If you don't see any potential absurdity in this statement:


> to sing Jesus' name in worship is an inappropriate use of his name



Then I concur with your concluding statement below.



> I am bowing out of this - we're talking past each other. You can certainly have the last word (between us anyway).



Blessings in the name of Jesus Christ.


----------



## panta dokimazete

Kaalvenist said:


> Whoa, whoa, whoa.
> 
> I asked a simple question. It did not involve the third commandment, the use of the word "Jesus," etc. You shifted the argument to Ephesians 5:19 and Colossians 3:16, and indicated that those relaxed or abrogated the requirement for the appointment of defined texts for our singing God's praise.

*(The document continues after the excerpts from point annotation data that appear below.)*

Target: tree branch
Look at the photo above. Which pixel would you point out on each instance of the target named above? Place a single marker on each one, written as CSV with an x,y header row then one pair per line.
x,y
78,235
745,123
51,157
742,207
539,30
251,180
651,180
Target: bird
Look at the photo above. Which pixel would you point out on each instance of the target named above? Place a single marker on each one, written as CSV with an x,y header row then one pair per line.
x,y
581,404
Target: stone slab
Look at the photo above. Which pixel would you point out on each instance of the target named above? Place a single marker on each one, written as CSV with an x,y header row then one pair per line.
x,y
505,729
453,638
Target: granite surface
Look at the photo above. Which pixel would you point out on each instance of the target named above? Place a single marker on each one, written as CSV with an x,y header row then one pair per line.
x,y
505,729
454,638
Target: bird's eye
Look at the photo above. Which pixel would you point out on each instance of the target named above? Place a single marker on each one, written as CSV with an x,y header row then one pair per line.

How do those texts relax that abrogation? Where do they even imply that that is the meaning to be attached to "hymns and spiritual songs"?
> 
> Again, the third commandment does not require that every name of God be sung in public worship. No one believes that -- not even you.

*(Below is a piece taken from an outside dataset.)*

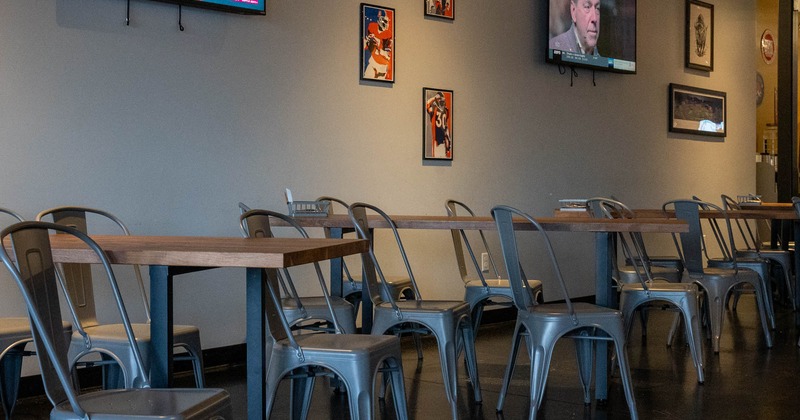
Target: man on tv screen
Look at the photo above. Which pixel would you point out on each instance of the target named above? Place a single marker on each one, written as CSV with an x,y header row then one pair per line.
x,y
582,36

All the names of God should be included in public worship - all elements - and treated with reverence and awe - frequency is not the point.

EP implicitly denies this.


----------



## Kaalvenist

jdlongmire said:


> My contention is that the Psalms do not completely fulfill the command to worship God in song, since they never, ever mention the revealed name of our Savior and Lord, Jesus.
> 
> They may imply and prophesy "christos", but they are no more a complete revelation of Jesus than the OT alone is.
> 
> I agree that we may sing them in light of the NT revelation, but you would no more sing them exclusively than you would exclusively preach the OT or exclusively pray as the OT taught.
> 
> EP not only denies this contention - it also makes it a *sin* to compose any song *ever* for public worship that has the revealed name of our Savior and Lord, Jesus.


My contention is that it is a sin to add any human writings to the Holy Scriptures, regardless of whether or not those writings include the word "Jesus." Adding of human hymns to the Psalms in their appointed place is sinful (being an addition of human writings to Holy Scripture), regardless of whether the word "Jesus" is used therein. I do not take issue with the name "Jesus" -- I take issue with hymns of human composition being used where God's Hymnbook should have the exclusive place.

We are, as you said, commanded "to worship God in song." Taken on the face of it, logically, this command would be fulfilled in the singing of Psalms. The New Testament does not appoint new hymns with the name "Jesus" appearing therein, but constantly turns back to the Psalms, applying them to Christ.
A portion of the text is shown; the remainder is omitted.